Posterior/Anterior Impingement Syndrome:If a dancer has pain while pointing or on relevé they may have P.I.S. and if they have pain while in plié then they may have A.I.S.. P.I.S. is otherwise known as “dancer’s heel”. The dancer will have pain in the heel area and will need to ice and elevate the area and rest. A.I.S. is in the top of the ankle where the boney structures can rub together. A dancer will notice pain in plié on the top of the ankle and will also need ice and rest as well as anti-inflammatory medicine. With both cases, severe symptoms could require surgery.
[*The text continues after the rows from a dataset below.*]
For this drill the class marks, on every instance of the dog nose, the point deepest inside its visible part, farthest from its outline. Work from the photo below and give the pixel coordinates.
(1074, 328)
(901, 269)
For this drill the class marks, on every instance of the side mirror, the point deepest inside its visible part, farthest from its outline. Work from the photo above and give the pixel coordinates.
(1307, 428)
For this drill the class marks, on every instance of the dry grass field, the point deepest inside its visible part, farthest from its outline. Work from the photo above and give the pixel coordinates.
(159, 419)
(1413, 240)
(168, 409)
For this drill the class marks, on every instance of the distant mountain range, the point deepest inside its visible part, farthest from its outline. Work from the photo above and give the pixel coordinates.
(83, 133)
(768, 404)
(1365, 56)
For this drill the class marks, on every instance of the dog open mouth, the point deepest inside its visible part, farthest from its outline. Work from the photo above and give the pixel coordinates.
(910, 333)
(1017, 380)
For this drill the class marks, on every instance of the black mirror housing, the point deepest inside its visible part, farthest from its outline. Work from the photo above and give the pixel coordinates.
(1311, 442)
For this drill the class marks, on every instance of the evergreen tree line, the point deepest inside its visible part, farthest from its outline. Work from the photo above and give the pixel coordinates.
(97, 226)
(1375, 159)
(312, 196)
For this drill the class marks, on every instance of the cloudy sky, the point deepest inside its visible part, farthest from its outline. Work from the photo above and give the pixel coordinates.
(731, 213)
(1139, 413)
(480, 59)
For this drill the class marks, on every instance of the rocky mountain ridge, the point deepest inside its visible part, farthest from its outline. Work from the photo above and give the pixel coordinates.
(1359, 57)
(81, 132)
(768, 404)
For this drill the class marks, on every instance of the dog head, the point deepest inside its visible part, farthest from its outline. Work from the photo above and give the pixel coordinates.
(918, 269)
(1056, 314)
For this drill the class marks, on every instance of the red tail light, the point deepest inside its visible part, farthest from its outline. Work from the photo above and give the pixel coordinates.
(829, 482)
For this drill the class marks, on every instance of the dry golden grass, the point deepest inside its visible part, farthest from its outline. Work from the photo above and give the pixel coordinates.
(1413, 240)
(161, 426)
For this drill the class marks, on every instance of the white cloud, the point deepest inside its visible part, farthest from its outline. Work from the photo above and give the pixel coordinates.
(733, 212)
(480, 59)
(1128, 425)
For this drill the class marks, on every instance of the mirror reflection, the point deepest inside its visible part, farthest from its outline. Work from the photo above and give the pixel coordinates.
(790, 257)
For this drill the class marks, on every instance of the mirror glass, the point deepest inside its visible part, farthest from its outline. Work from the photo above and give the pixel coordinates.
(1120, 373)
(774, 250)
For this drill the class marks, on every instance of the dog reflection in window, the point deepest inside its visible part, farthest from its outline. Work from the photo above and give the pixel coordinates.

Shin Splints:Dancers who get pain in the shin bone after dancing heavily may have Shin Splints. This is a minor stress fracture of the shin bones which can become quite painful. Dancers who do a lot of jumping may develop this type of injury. And those with hyper-extended knees are prone to this kind of injury as well. If pain starts to develop then make sure proper rest is taken between dance classes. Ibuprofen helps ease the pain a bit and staying off the feet is a good idea. Do not dance on floors that are not properly sprung either. Also, it is very important that jump landings are proper; make sure the plié is deep and the feet aren’t rolled in or out! Have your instructor pay close attention to your jumping methods.

Sprained toe:Most dancers will experience a sprain sometime in their career. A sprained toe is one of the more common types of sprains that can occur if the dancer lands a jump with an incorrect placed foot. This also happens if a dancer is used to pointe shoes and tries to go on pointe without them on – forgetting that they are wearing soft shoes. If a toe gets sprained, immediately stop dancing, ice the area, and sit out for the rest of the class. Elevate the foot and let the area heal for a week or two.


Muscle and soft tissue

Bruises and bumps:One of the most common injuries a dancer faces is bruises and bumps! Bruises and bumps happen often during modern dance or any dancing that involves contact with the floor or props. Dancers who get bruised often may need to focus a bit more on depth and try to take it easy. Dancers can also wear protective gear to avoid knee bumps and the like by wearing knee pads or protective clothing.

Osteoarthritis: A mature dancer who has constant pain may have developed Osteoarthritis. This type of injury comes with overuse from dancing for many years. It is a breakdown of cartilage and inflammation of the joints causing stiffness and pain for the dancer. If a dancer received this diagnosis they may be required to stop dancing. If a dancer continues to dance through this pain they may cause permanent damage to bones causing possible hip replacement or other bone replacement surgery. This will affect mobility and is very serious. Take calcium, decrease strenuous exercises and continue to stretch. Maybe it’s time to take up yoga or pool exercise if this is diagnosed! To prevent this avoid dancing on hard floors that aren’t sprung, eat food high in calcium and make sure technique is proper.

*Information from Harness Center for Dance Injuries.